À frente do GSI, que abrigava a Agência Brasileira de Inteligência (Abin), Augusto Heleno se tornou uma das principais vozes do Palácio do Planalto. Nas conversas em reservado, dizia que se Luiz Inácio Lula da Silva ganhasse a eleição presidencial o petista não assumiria o cargo. Em 2020, chegou a falar em “consequências imprevisíveis”, caso o aparelho celular de Bolsonaro fosse apreendido por ordem do Supremo Tribunal Federal. À época, o então presidente estava pressionado pelas acusações de suposta interferência na Polícia Federal.
Procurado para falar sobre a sua situação, Heleno não se manifestou.
Após conclusão do inquérito sobre o suposto plano, a PF deve encerrar até o fim do ano a investigação sobre a alegação de uma estrutura paralela na Abin para monitorar e atacar desafetos do governo de Jair Bolsonaro.
Integrante da linha dura do Exército durante o regime militar sua carreira foi marcada por posições polêmicas. Foi comandante da Missão das Nações Unidas no Haiti e em 2007, assumiu o Comando-Geral Militar da Amazônia, mas perdeu a função após criticar a “política indigenista” do governo no segundo mandato de Lula.
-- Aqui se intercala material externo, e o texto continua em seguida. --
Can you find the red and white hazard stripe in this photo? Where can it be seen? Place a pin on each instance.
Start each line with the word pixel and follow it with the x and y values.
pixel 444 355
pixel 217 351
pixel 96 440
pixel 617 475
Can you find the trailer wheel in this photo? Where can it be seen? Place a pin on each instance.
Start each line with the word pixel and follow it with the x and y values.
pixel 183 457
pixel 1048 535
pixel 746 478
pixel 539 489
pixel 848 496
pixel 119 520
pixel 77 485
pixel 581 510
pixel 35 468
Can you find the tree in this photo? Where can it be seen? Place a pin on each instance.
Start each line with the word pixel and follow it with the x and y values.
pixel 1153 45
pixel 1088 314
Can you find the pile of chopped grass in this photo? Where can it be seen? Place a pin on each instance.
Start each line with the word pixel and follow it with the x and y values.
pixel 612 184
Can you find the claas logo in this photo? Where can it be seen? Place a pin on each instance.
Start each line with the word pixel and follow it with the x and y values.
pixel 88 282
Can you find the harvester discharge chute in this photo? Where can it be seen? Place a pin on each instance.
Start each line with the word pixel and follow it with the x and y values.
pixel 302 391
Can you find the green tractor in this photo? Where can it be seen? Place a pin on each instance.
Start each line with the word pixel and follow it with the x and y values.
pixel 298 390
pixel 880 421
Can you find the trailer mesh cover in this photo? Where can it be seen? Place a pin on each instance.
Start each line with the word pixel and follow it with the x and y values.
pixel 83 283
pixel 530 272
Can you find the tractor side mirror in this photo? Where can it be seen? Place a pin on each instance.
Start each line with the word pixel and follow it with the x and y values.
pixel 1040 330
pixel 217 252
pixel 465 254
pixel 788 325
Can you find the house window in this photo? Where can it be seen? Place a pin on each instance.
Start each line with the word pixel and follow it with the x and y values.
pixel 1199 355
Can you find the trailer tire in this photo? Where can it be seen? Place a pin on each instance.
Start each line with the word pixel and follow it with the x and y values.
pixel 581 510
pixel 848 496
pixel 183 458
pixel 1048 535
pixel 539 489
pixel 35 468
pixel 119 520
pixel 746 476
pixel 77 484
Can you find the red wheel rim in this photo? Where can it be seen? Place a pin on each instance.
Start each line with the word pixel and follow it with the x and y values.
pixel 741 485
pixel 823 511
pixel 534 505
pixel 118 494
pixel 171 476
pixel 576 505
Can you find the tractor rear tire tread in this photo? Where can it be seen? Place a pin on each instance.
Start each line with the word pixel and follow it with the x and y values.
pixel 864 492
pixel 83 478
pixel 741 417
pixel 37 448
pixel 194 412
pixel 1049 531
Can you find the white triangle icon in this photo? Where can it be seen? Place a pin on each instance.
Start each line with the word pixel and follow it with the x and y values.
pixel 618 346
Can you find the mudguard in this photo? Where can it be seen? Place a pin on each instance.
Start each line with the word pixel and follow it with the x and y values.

Ele conheceu o ex-presidente Jair Bolsonaro no fim da década de 70, quando era instrutor na Academia Militar das Agulhas Negras (Aman), em Resende, no Rio. Heleno foi inicialmente convidado para ser vice na chapa de Bolsonaro. Ele chegou a aceitar o convite, mas o PRP, partido ao qual estava filiado à época, vetou a coligação. Na sequência, Heleno solicitou sua desfiliação.
Preocupação com delação
Desde o envio da lista de indiciados à PGR em 21 de novembro, o Exército tem evitado se posicionar oficialmente. O argumento é que o processo ainda está em curso.
Integrantes do Exército dizem que a colaboração do tenente-coronel Mauro Cid, ex-ajudante de ordens de Bolsonaro, ainda não foi totalmente explorada.
Além disso, o silêncio tem outra justificativa: o receio de se indispor com apoiadores de Bolsonaro nas tropas, sobretudo militares da reserva. A cúpula do Exército avalia que é melhor aguardar o desfecho do processo, ainda que o inquérito da PF sobre o alegado golpe tenha sido concluído. O plano é só tomar medidas efetivas após a Justiça aceitar a denúncia dos envolvidos.
Entre os envolvidos, quem está na ativa fica na situação de sub judice, não pode ser promovido, transferido, fazer cursos, ganhar medalhas e exercer cargo de comando. Já a punição para militares da reserva é a perda de posto e patente. Mas isso depende da possível condenação pelo STF e do prazo de reclusão. Caberá ao Superior Tribunal Militar (STF), uma espécie de Corte de honra, decidir se o militar é indigno da carreira.
Neste momento, o Exército está providenciando o retorno do coronel Fabrício Moreira de Bastos, adido em Tel Aviv, capital de Israel. O militar em posto de destaque no exterior foi indiciado no inquérito da PF sobre a suposta trama golpista. A demora se deve aos trâmites da transferência e substituição no cargo, segundo a Força.
O Comandante do Exército, Tomás Paiva, tem orientado os comandantes das unidades onde os militares estão presos a assegurar que os reclusos não sofram qualquer interferência do direito de defesa.
De forma reservada, a cúpula da Força tem dito que os militares envolvidos devem resolver a sua situação com seus advogados e se defender perante a Justiça. Segundo a cúpula, a ideia é buscar um distanciamento cada vez maior dos militares ex-integrantes do governo de Jair Bolsonaro na rotina dos quartéis.